Introduction
In the domain of AI, Large Multimodal Models (LMMs) play a pivotal role in understanding and processing complex combinations of text and visual content. This evaluation concentrates on the performance of two state-of-the-art LMMs, GPT-4V and Gemini, employing an online Visual Question Answering (VQA) approach derived from real-world user interactions on the Stack Exchange platform. The paper taps into these interactions to test the general capabilities of the models across various criteria, including the alignment of these interactions with actual user needs.
Dataset Overview
Researchers used the VQAonline dataset, which comprises natural language questions, contexts, images, and verified answers obtained from the Stack Exchange platform, to create a robust environment for evaluating the models. The filtering process guarantees a focus on questions with higher-quality content, and a subset was chosen to manage the expensive and rate-limited API calls to the evaluated LMMs. The final subset used for evaluation consists of 1,903 samples, providing depth and variety in content.
Evaluation Methodology
The methodology is designed to appraise the zero-shot performance of GPT-4V and Gemini without the use of advanced prompt-engineering techniques. Answers generated by the models are checked for correctness against ground-truth answers using GPT-4, and this rating is cross-validated through its alignment with human expert judgments. Metadata generation is another aspect of evaluation, adding layers such as user intention and image processing capabilities to the analysis.
Evaluation Results
The assessment revealed the following insights:
- GPT-4V and Gemini displayed commendable proficiency in domains like language learning and economics, while struggling with topics such as puzzling and LEGO-related queries.

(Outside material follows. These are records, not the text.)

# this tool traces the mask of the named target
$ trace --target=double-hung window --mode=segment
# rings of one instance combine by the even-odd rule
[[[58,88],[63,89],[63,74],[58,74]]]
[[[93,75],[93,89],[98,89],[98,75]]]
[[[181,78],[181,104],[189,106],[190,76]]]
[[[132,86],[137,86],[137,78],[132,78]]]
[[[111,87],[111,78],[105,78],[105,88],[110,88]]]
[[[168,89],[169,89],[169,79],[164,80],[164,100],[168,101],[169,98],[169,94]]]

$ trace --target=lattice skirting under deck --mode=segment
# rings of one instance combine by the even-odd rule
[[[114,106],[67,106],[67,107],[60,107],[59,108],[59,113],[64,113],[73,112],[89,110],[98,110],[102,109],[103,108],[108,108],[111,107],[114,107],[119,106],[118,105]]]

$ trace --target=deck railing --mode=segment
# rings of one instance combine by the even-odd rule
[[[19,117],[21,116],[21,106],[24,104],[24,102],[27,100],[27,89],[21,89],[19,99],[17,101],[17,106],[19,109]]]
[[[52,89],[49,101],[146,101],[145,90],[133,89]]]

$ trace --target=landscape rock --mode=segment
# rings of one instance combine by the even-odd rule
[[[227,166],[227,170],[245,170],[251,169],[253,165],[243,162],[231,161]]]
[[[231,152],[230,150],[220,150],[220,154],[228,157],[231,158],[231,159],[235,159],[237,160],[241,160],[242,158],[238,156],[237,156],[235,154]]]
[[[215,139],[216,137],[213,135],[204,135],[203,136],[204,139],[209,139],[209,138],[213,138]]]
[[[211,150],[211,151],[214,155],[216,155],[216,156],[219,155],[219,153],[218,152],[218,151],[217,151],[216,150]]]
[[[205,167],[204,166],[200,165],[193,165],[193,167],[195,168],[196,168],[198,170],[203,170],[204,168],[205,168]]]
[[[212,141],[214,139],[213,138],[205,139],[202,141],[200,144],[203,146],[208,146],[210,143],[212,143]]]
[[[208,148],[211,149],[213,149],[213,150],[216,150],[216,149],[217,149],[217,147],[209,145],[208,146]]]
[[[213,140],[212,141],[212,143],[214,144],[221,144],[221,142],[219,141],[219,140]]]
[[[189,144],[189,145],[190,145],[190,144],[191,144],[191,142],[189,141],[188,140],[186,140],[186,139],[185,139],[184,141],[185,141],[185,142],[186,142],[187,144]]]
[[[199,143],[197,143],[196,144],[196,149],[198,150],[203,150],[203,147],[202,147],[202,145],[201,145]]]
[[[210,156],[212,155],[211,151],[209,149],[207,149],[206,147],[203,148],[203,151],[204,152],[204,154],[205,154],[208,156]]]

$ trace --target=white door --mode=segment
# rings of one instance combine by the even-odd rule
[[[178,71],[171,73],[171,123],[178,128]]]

- GPT-4V surpassed Gemini in understanding social sciences and natural science topics and demonstrated strengths in non-visual questions, indicating no need for image processing.
- Questions tagged under user intention as 'Identification' were difficult for both models, highlighting an area for potential improvement.
- When it came to image processing capabilities, GPT-4V faced the most challenges with feature extraction tasks, whereas Gemini showed a strong command in scene understanding.
- Both models performed least efficiently on questions requiring expert knowledge, possibly indicating the need for more specialized training in domain-specific areas.
- The most challenging image types for both models included "3D Renderings" and "Sheet Music," suggesting a gap in interpreting these image variants.
- As the difficulty level escalated, the performance of both models declined.
Conclusion
This investigation provides a comprehensive analysis of the capabilities and limitations of GPT-4V and Gemini on an authentic, user-generated VQA dataset. The findings offer significant insights into areas where these LMMs excel and where they could be improved upon. While the analysis confirms the adeptness of the models in handling a range of topics and questions, it also indicates the need for enhancement in processing complex images and expert knowledge areas. Future work is aimed at refining the analysis methods and incorporating additional datasets to deepen the understanding of LMM performances.